Foi para contribuir com os cristãos nesse esforço que esta série de artigos foi pensada. A ideia é falarmos um pouco tanto sobre princípios básicos da relação do cristão com a política, como o seu envolvimento nesse campo, as ideologias e o papel do Estado, quanto sobre aspectos mais práticos dessa relação, como o voto e como buscar informações de qualidade. Estes textos foram elaborados a partir das anotações feitas para uma conversa entre os jovens da União de Mocidade Presbiteriana (UMP), num evento intitulado “Política como Fé e Prática”, e das ideias compartilhadas durante a discussão. Nossa oração e desejo é que estes apontamentos edifiquem o leitor e a leitora, produzindo, como alguém já disse, mais luz que calor.
Todos os textos bíblicos foram extraídos da Nova Almeida Atualizada (NAA), a menos que se indique o contrário.

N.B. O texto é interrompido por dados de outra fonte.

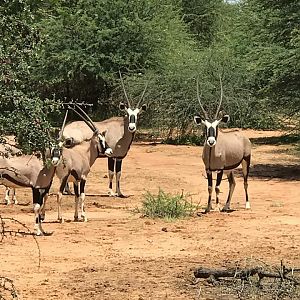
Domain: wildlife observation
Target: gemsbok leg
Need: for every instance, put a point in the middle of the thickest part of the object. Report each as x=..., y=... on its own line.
x=209, y=179
x=76, y=191
x=118, y=177
x=231, y=182
x=115, y=165
x=111, y=171
x=43, y=208
x=246, y=167
x=217, y=188
x=38, y=195
x=59, y=198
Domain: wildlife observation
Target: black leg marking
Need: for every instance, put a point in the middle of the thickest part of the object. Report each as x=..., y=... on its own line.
x=209, y=180
x=118, y=165
x=111, y=170
x=246, y=168
x=217, y=189
x=63, y=184
x=76, y=189
x=67, y=190
x=231, y=182
x=82, y=186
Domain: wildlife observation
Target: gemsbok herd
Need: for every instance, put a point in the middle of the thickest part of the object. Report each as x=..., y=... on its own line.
x=80, y=143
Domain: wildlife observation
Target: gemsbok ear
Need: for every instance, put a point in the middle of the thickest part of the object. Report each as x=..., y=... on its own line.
x=197, y=120
x=144, y=107
x=122, y=106
x=225, y=118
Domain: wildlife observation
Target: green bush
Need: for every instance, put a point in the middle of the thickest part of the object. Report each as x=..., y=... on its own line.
x=164, y=205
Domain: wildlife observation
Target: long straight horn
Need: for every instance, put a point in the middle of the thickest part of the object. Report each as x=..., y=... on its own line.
x=124, y=89
x=221, y=97
x=199, y=100
x=63, y=126
x=138, y=105
x=87, y=117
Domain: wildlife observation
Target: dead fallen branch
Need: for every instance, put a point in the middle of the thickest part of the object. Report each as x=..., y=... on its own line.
x=246, y=273
x=250, y=279
x=8, y=287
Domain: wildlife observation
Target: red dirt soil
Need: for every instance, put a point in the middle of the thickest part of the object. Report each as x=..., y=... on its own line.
x=118, y=254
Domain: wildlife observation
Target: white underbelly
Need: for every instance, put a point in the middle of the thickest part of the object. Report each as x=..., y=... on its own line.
x=8, y=183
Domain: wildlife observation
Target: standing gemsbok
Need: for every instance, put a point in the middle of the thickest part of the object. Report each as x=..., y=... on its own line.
x=119, y=134
x=8, y=148
x=223, y=151
x=77, y=162
x=31, y=172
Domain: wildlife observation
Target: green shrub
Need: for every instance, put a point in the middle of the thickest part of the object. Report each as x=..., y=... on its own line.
x=164, y=205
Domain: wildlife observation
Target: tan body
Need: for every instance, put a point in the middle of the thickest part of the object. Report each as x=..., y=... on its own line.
x=9, y=149
x=231, y=148
x=28, y=171
x=75, y=166
x=118, y=138
x=115, y=131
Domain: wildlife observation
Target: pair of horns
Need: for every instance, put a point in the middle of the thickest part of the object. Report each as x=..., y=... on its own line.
x=220, y=102
x=129, y=104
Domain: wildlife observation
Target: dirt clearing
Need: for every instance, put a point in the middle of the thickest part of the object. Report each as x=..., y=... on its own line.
x=118, y=254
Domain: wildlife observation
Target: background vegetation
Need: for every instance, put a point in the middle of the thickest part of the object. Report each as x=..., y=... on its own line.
x=58, y=50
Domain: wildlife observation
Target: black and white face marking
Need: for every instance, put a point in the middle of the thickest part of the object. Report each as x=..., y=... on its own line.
x=133, y=116
x=211, y=128
x=211, y=132
x=55, y=155
x=104, y=148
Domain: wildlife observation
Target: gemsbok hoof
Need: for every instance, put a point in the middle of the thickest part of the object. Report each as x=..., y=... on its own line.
x=121, y=196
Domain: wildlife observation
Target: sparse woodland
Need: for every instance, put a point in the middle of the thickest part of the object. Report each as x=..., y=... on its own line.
x=54, y=51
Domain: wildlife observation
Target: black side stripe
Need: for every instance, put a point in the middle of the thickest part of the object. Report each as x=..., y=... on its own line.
x=14, y=181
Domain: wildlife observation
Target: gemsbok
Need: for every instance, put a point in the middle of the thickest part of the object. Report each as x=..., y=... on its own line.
x=77, y=162
x=223, y=152
x=8, y=148
x=119, y=134
x=31, y=172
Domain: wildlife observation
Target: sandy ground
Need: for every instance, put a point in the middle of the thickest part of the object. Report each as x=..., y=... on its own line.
x=118, y=254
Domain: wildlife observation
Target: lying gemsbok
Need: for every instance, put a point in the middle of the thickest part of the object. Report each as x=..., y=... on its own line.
x=77, y=162
x=29, y=171
x=119, y=133
x=223, y=151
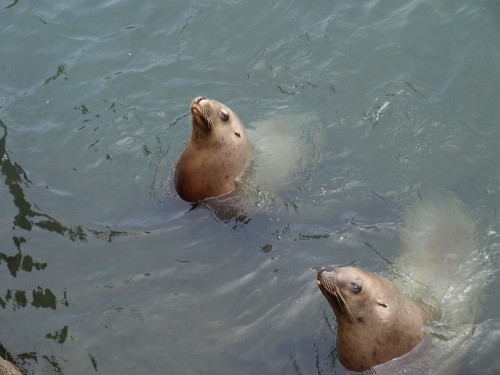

Parte 1: O que a Bíblia diz sobre política
Vamos começar do começo: o que a Bíblia diz sobre política? Quando vamos atrás do ensinamento bíblico acerca de algum tema, é sempre útil visualizarmos a coisa toda a partir da tríade criação, queda e redenção. A proposta aqui não é fazer uma teologia bíblica completa da política, mas investigar rapidamente, a partir de uma cosmovisão bíblica, um conceito fundamental para o pensamento político: a ideia de poder.
Política tem a ver, sobretudo, com poder. Ela tem a ver, sim, com a justiça e com o bem comum, mas, antes disso, tem a ver com o modo como usamos o poder e como a correlação de forças entre indivíduos e grupos conduz a sociedade a uma determinada direção. Afinal de contas, para promover a justiça em favor do bem comum, é necessário poder.
Quando falamos em poder, não estamos falando apenas de força militar ou do capital político necessário para legislar e aprovar determinadas leis. De maneira geral, e mais importante do que isso, estamos falando do poder necessário para a condução da cultura. A ideia de cultura e sua relação com o poder é particularmente importante aqui, porque é em Gênesis 1.28, o versículo-chave acerca do famoso “mandato cultural”, que começamos nossa jornada para entender o lugar do poder na narrativa bíblica.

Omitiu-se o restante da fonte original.